Last weekend (20-22 April 2019) saw a bumper number of visitors to Wanstead Park. By happy coincidence three things came together: the late Easter holiday, the best weather of the year so far – and the peak of the park’s greatest annual spectacle, the bluebell season.
Every April masses of bluebells create a sea of blue in areas of local woodland. The best place to see them is in Chalet Wood, opposite The Temple, where brambles have been kept under control by members of the Wren Conservation Group so the flowers can be seen at their best. However, bluebells grow in great numbers throughout the wooded areas of the Park and Bush Wood, even though they may be less clearly visible.

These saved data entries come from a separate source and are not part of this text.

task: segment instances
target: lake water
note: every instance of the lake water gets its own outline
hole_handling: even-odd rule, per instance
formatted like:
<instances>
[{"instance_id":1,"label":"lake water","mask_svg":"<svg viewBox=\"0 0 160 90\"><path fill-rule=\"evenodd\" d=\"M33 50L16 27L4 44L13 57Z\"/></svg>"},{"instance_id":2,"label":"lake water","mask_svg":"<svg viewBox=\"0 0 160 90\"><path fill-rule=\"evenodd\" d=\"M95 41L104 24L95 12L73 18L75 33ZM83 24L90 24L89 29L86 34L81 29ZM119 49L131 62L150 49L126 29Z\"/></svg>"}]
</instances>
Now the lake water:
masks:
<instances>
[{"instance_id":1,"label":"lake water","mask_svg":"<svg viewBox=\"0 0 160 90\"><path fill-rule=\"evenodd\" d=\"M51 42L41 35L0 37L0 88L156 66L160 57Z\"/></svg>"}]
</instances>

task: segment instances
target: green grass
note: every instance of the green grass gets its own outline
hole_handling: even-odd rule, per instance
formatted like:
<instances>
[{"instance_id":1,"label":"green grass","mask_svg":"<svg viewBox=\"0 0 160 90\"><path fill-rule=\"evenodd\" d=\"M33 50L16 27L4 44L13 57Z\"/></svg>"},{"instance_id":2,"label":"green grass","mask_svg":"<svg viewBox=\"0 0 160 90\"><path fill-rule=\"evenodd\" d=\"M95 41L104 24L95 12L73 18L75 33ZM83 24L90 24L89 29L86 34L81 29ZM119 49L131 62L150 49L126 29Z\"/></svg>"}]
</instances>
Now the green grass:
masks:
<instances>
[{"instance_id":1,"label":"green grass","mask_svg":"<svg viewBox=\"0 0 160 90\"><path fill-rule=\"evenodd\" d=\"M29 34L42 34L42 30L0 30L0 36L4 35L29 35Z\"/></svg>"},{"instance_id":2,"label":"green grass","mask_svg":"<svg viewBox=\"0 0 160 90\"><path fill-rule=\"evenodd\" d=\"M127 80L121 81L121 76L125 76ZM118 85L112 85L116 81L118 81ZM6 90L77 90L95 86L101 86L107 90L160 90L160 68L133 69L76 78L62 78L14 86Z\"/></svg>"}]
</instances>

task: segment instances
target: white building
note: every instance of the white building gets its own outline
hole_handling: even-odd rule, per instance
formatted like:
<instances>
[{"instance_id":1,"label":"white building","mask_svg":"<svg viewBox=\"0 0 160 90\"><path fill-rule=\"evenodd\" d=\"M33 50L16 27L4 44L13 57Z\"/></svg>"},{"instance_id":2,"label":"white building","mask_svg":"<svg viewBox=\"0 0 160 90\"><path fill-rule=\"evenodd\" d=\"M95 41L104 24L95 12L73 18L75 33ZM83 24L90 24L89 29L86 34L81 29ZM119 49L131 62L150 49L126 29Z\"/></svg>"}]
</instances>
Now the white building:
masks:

The South Mount, one of Wanstead Park’s surviving eighteenth century earthworks.
On Easter Sunday the Friends of Wanstead Parklands organised a well-attended “Bluebell Day” of Spring activities for children aged 3-8 at Park’s historic Temple. They made Easter cards and crowns and were taken for a walk with stories in the bluebell wood.
The bluebells will be around in large numbers for another couple of weeks. They are best viewed from a path, as their leaves are easily damaged by trampling. Also, don’t pick them! Not only will it prevent the plant setting seed, but the flower spike will not last – it starts to droop almost instantly. Most of our local open spaces are part of Epping Forest, so damaging or removing plants is against the bylaws.
Wanstead Park is perhaps seen at its best in the Spring, with trees adorned by their fresh new leaves, many plants in flower, and much activity by birds, insects and other wildlife.